Bien qu’il en possède de nombreux attributs, Crime passionnel (titre français comme souvent incroyablement plus faible que l’original, Fallen angel) n’est pas un film
noir classique. Se détachant de l’emphase tragique qui porte les meilleurs représentants du genre, le réalisateur Otto Preminger raconte avec une grande froideur – que l’on retrouvera par la
suite dans Autopsie d’un meurtre, entre autres – une histoire de passion dévastatrice impliquant des individus banals, dans une bourgade banale. Eric (Dana Andrews), petit
arnaqueur sans le sou, est jeté hors du bus à la station de Walton, quelque part sur la côte Pacifique en Californie. Là, il s’entiche d’une serveuse, Stella (la brune Linda Darnell, dotée de
tous les attributs extérieurs de la femme fatale), à qui il promet le mariage, la richesse et une vie meilleure loin de Walton. Pour cela, il lui faut séduire et détrousser la riche héritière
June (la blonde Alice Faye, oie blanche toute désignée).

Mais pour mener à bien son plan (et peut-être aussi mû par une envie plus sincère ? difficile de juger), Eric ne voit d’autre solution que d’épouser June.
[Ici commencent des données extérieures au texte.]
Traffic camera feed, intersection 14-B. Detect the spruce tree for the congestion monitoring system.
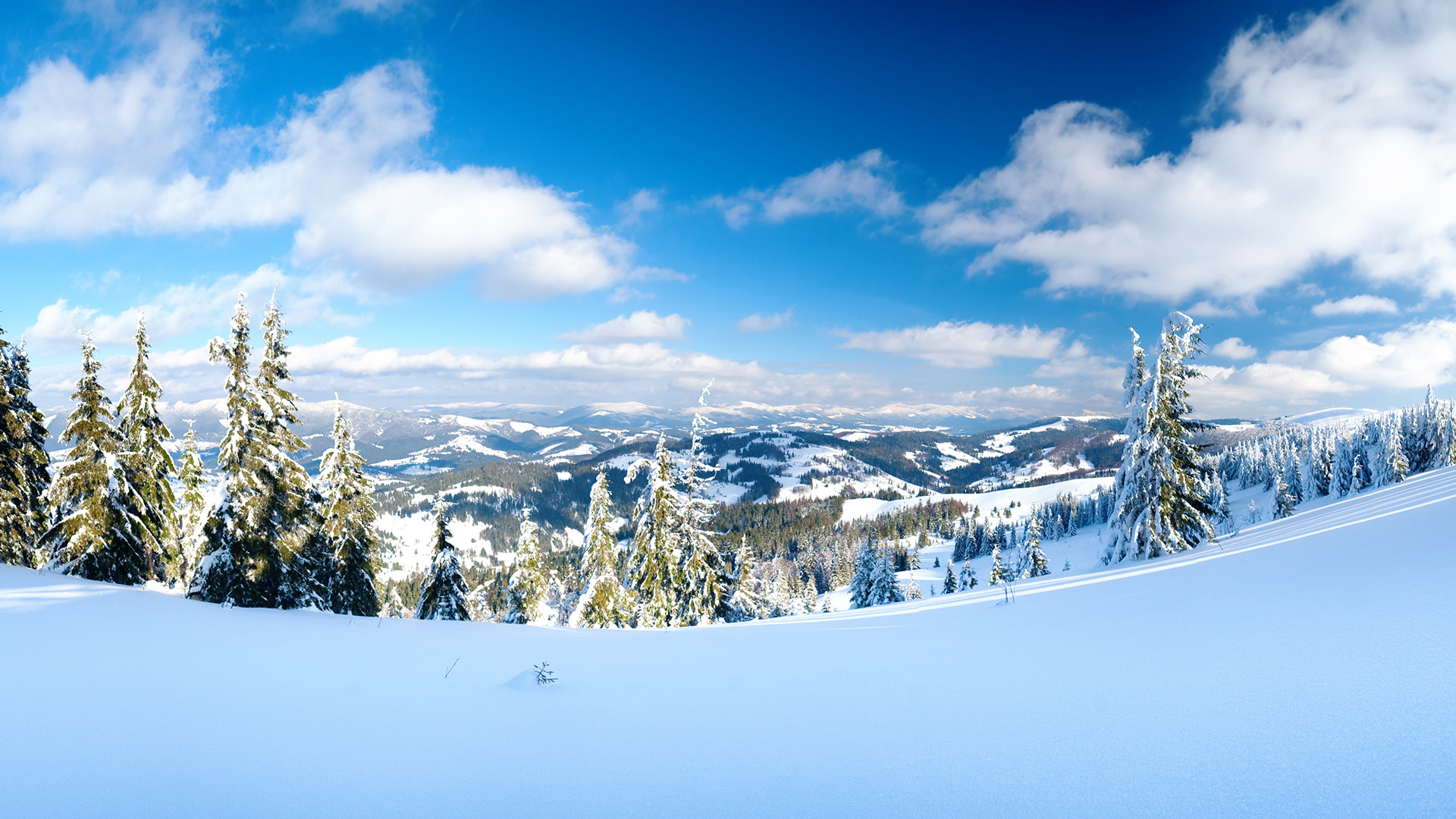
[177,421,207,583]
[1103,312,1213,563]
[415,500,470,620]
[849,536,883,609]
[673,384,733,625]
[39,334,160,585]
[571,469,632,628]
[628,436,684,628]
[1019,517,1051,577]
[117,319,180,580]
[0,329,51,567]
[318,403,378,617]
[504,512,549,623]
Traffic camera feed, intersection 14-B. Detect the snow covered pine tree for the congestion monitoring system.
[39,334,160,585]
[415,500,470,620]
[318,400,378,617]
[571,469,632,628]
[1102,312,1213,563]
[0,322,51,567]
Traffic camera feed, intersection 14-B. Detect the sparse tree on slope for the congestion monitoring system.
[39,335,160,585]
[415,500,470,620]
[177,421,207,582]
[318,403,378,617]
[571,471,632,628]
[849,536,883,609]
[0,329,51,567]
[117,319,180,580]
[628,436,684,628]
[1103,312,1213,563]
[504,512,549,623]
[676,388,733,625]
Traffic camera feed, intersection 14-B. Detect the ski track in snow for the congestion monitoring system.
[0,468,1456,819]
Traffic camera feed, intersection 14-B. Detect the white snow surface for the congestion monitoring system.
[840,478,1112,522]
[0,469,1456,819]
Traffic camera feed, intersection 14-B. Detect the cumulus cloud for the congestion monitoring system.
[919,0,1456,302]
[562,310,693,343]
[1191,319,1456,411]
[25,264,366,351]
[706,149,905,229]
[0,6,641,299]
[738,309,793,332]
[614,188,663,228]
[1210,335,1260,360]
[840,322,1065,369]
[1309,296,1401,318]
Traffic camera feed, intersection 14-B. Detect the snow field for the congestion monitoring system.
[0,468,1456,817]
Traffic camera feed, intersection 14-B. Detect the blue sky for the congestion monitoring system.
[0,0,1456,417]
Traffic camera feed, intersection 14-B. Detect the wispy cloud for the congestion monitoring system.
[738,309,793,332]
[562,310,693,343]
[839,322,1065,369]
[704,149,905,228]
[920,0,1456,302]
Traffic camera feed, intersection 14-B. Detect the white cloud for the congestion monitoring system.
[562,310,693,343]
[738,309,793,332]
[1309,296,1401,318]
[1191,319,1456,413]
[616,188,663,228]
[840,322,1065,369]
[920,0,1456,302]
[706,149,905,228]
[1210,335,1260,360]
[0,6,642,299]
[25,264,364,351]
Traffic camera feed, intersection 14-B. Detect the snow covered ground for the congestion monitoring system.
[0,469,1456,817]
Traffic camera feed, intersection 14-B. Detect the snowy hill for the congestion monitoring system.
[0,468,1456,817]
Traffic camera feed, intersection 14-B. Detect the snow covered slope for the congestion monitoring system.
[0,469,1456,817]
Stella le repousse alors, et est
assassinée la nuit suivante. Eric devient le suspect n°1… mais le cours du film n’est pas particulièrement bouleversé par ce meurtre. Plutôt que de filmer la fuite d’un innocent accusé à tort,
ou de s’intéresser aux états d’âme d’un homme qui a franchi la ligne rouge du meurtre, Preminger observe d’un bout à l’autre de Crime passionnel la fourberie et la corruption
tapies au fond de tous les membres de la communauté. Le film ne traite donc pas du Mal, mais de la tentation du Mal ; c’est en cela qu’il est déceptif et paraît faussement anodin.

Avant le meurtre, tous les personnages nous sont ainsi présentés comme obsédés par l’argent. Pas le cliché du gros casse juteux, mais simplement l’argent au quotidien, comme élément dominant de
nos vies. Il fait ressortir le pire de chacun – paranoïa ou convoitise, au choix – mais surtout il est présent dans toutes les scènes du film ou presque. Chaque transaction, chaque prix même
le plus minime (un ticket de bus, un café) est montré à l’écran, explicité dans les dialogues, et représente le plus souvent l’objectif de la séquence, sa justification. Qu’ils soient nantis ou
fauchés, tous les protagonistes se voient dès lors dépouillés de rêves d’un ailleurs par ces besoins ou désirs matériels si crûment présentés.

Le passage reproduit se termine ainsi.